These will be used in fiction and poetry, mostly. You know most of these already, but you should be able to recognize thees elements readily when seen in writing.

Allegory/allegorical: a work that functions on a symbolic, not literal, level
Allusion: reference to some other work or well-known story
Antecedent (not really a literary term, but you should know it): word or phrase whose meaning is referred to by a pronoun (John in "Mary saw John and called to him")
Assonance: similar sounding words placed together
Caesura: pause or break in a line of verse
Colloquialism: slang, vernacular
Conflict: person vs person, vs self, vs nature, vs society
Denouement: the resolution, how a conflict worked itself out
Diactic/Pedantic: something that is didactic is meant to instruct; someone who is pedantic has a lecturing tone
Ellipsis... (the three dots, especially in the middle of a sentence, implying a pause or transition)
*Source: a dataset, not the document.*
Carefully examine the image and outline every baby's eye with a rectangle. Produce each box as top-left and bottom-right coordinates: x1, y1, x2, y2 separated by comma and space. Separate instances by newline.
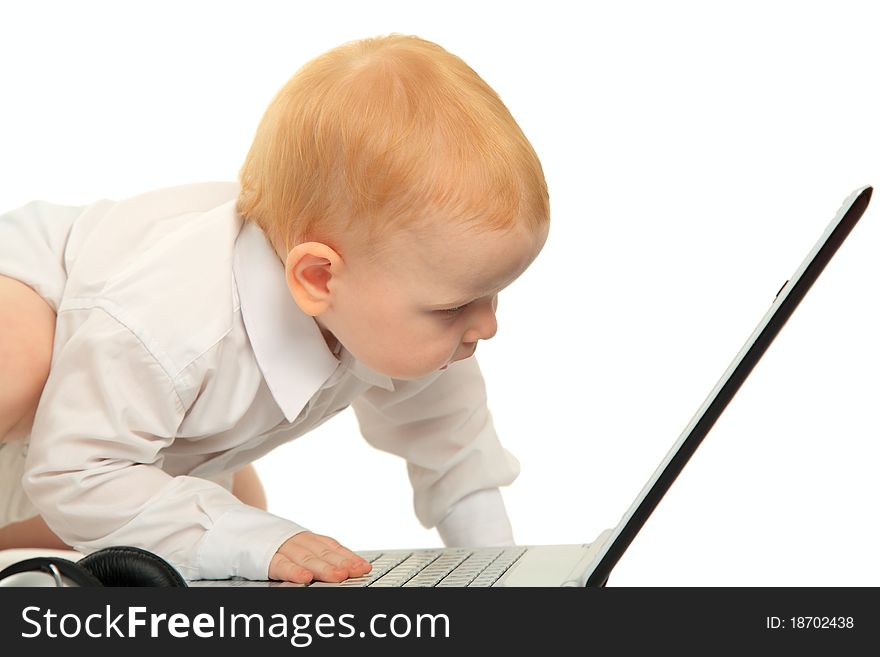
440, 303, 471, 315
Epigraph: quotation that prefaces a written work
Euphemism: substitution of an inoffensive expression for one that may offend or be unpleasant
Euphony/Cacophony: antonyms - euphony means sounding lovely
Exposition: explanation
Figurative language (simile, metaphor, symbol, motif)
Flashback: duh
Hyperbole: exaggeration - "I thought I was going to die!"
Imagery: words that create a mental image (a recurring motif, a simile, a metaphor, or vivid diction)
Irony (situational, dramatic): situational irony is when a series of events does not result in the expected conclusion; dramatic irony is when the audience knows more than the characters in the play/film
Mood: expression of feeling, state of mind, or emotion in a work
Motif: recurring thematic element or idea (aka leitmotif)
Pacing: see consistent control (rhetorical strategy)
Parable: story with a moral; a fable but with a religiously moral principle
Paradox: contradictory statement (longer than an oxymoron)
Parody: imitating someone's style to ridicule or mock them
Satire: using humor to point out the flaw or error in something
Sarcasm: bitter, caustic and often ironic language that is usually directed against an individual
Point of view: first person, third person, third person omniscient - who's narrating?